LGV Bordeaux-Toulouse : le financement en question
Réunis le 31/3 à Toulouse* à l’initiative du “centre de ressources et d’actions“ Euro Sud Transport présidé par Jean-Louis Chauzy, les élus de la région LRMP ont planché sur les pistes de financement des grandes infrastructures de transport du Sud-Ouest européen dont la LGV Toulouse-Bordeaux. Une ligne dont la DUP sera publiée début juin mais pour laquelle aucun plan de financement n’est encore arrêtée alors que son coût pourrait avoisiner 9 Md€. L’occasion pour Carole Delga, présidente de la région LRMP d’afficher son opposition au PPP : « Je n’y suis pas favorable », tranche l’élue en évoquant l’hypothèse d’une maîtrise d’ouvrage publique associant l’Etat et la SNCF. « Doit-on financer sur 10 ans un équipement dont la durée de vie sera de près d’un siècle ? », interroge Jean-Louis Chauzy, par ailleurs président du Ceser LRMP, en évoquant le financement du projet Grand Paris qui va s’échelonner sur près de 50 ans.
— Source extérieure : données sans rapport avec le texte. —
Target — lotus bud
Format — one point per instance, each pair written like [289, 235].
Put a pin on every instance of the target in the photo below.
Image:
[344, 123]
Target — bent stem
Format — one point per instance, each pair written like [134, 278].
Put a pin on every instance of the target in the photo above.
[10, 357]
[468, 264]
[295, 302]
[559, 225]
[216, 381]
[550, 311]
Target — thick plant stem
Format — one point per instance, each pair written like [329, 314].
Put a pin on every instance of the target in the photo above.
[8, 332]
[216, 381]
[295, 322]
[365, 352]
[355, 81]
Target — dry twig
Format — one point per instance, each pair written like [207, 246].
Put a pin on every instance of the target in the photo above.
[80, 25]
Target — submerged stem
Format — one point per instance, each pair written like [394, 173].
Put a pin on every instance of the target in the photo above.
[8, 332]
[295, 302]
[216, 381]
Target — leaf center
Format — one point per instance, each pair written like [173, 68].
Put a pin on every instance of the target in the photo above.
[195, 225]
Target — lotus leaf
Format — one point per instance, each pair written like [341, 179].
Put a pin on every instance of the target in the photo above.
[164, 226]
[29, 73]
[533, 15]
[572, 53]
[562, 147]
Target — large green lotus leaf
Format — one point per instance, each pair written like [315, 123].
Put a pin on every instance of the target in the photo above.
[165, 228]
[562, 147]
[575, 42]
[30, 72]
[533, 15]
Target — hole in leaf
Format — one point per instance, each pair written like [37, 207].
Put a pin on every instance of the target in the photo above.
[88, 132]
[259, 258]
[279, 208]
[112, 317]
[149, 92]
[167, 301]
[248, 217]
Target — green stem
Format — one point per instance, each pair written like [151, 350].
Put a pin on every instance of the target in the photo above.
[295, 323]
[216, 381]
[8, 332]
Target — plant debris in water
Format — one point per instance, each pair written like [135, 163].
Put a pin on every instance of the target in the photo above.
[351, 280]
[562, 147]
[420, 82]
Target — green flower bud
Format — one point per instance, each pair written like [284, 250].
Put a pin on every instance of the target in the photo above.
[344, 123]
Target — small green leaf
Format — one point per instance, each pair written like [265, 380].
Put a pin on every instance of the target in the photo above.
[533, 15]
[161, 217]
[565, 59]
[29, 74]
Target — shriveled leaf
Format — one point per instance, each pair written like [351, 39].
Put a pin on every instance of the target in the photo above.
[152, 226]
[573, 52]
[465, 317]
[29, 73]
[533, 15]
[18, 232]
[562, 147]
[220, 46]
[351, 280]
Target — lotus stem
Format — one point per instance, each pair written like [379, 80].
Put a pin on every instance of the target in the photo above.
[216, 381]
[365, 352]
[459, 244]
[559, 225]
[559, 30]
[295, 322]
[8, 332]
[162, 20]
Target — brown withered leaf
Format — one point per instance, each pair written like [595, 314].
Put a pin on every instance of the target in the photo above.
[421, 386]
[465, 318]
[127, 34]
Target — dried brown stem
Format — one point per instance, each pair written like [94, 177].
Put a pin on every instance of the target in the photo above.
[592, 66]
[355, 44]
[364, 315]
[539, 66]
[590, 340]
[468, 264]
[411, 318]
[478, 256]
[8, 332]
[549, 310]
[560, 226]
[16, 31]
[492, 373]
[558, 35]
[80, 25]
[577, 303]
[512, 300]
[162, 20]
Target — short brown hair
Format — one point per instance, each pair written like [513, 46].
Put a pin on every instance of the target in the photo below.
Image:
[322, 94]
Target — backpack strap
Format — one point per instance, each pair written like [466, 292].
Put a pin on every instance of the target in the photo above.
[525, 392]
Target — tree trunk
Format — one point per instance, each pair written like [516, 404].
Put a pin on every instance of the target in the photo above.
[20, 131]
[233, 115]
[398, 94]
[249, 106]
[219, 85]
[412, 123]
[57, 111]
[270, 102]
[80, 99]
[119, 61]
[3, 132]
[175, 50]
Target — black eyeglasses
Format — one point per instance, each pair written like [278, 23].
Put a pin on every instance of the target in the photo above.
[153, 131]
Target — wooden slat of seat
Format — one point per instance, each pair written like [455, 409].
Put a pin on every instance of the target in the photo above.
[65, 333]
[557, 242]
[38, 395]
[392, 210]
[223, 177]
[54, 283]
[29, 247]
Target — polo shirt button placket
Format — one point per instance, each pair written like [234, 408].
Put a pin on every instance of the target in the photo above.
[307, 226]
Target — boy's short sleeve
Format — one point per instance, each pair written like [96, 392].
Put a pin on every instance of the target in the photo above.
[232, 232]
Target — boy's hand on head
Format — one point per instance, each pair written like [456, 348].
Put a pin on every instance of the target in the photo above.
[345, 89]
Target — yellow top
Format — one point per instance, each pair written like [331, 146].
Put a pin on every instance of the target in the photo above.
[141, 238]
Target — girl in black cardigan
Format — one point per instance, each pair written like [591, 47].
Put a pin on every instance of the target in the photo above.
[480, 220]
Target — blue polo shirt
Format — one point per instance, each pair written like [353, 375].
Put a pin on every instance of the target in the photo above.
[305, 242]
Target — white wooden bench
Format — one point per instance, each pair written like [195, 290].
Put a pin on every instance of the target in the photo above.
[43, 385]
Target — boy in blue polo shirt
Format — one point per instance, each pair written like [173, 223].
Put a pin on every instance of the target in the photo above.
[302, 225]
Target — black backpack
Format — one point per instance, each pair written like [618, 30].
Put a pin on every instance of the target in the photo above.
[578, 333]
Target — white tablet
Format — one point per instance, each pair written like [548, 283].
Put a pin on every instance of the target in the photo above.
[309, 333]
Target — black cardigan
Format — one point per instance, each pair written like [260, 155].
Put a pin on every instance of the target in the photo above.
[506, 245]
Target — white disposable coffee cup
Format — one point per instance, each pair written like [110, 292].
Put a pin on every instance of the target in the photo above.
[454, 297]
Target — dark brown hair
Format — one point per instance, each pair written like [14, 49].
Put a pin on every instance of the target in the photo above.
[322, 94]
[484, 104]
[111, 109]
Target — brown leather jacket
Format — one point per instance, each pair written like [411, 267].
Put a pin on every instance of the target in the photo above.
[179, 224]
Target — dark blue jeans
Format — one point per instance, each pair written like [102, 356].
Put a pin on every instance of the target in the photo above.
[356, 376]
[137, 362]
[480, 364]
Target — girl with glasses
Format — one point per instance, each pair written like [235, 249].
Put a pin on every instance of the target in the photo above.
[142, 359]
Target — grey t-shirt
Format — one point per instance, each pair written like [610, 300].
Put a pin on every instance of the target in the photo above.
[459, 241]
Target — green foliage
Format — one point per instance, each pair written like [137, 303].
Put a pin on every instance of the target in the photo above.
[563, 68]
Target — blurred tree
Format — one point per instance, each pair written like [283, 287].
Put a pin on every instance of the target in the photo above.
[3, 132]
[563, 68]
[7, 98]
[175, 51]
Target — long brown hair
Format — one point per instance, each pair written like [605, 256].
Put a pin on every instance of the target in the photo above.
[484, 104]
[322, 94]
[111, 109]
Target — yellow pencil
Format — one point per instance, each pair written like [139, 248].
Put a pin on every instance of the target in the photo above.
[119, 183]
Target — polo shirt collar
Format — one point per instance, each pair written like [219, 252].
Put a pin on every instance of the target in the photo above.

Un diagnostic partagé par Carole Delga qui se dit prête à réfléchir à des financements de longue durée. La présidente de région a par ailleurs annoncé qu’elle rencontrerait prochainement le président de la République pour faire le point sur ce dossier. Parmi les autres pistes de financement évoquées, Jean-Louis Chauzy plaide pour l’intervention de fonds étrangers souverains à l’image du projet de mise à 2 x 2 voies de la liaison Ax-les-Thermes–Barcelone via Puigcerda.
Au delà, les élus de tous bords, de Jean-Luc Moudenc, maire de Toulouse et président de Toulouse Métropole, en passant par Georges Méric, président du département de la Haute-Garonne, tous plaident pour que l’Etat réunisse au plus vite le comité des financeurs de la LGV Toulouse-Bordeaux. Autre interrogation, celle relative à la LNMP (ligne nouvelle Montpellier-Perpignan). Pour Philippe Saurel, maire de Montpellier et président de Montpellier Métropole, « il est très difficile de faire passer à la fois de la LGV, du trafic normal (Ter, Intercités NDLR) et du fret sur une même ligne. Il n’y aura donc pas de ligne dédiée au fret sur cet axe, la SNCF ayant abandonnée cette option pour des raisons budgétaires », déplore l’élu héraultais. « Concernant la ligne Montpellier-Perpignan, j'ai demandé au ministre des Transports d'accélérer le dossier dès mon élection. Depuis le tracé a été arrêté, et l'enquête d'utilité publique sera lancée à l'automne. J'irai fin avril à Bruxelles pour solliciter la Banque européenne d'investissement pour participer au financement de cette ligne. Par ailleurs, sur le tronçon Toulouse-Narbonne, nous devons avoir une circulation plus rapide et mieux cadencée. J'ai sollicité le premier ministre et nous travaillons avec le préfet pour inscrire les travaux au CPER », indique Carole Delga.
* Le colloque « Innover pour financer les grandes infrastructures du Sud-Ouest européen » organisé par Euro Sud Transport a réuni 300 participants : élus, experts, chefs d’entreprise, maîtres d’ouvrage, représentants des services de l’Etat, des chambres consulaires et des organisations professionnelles.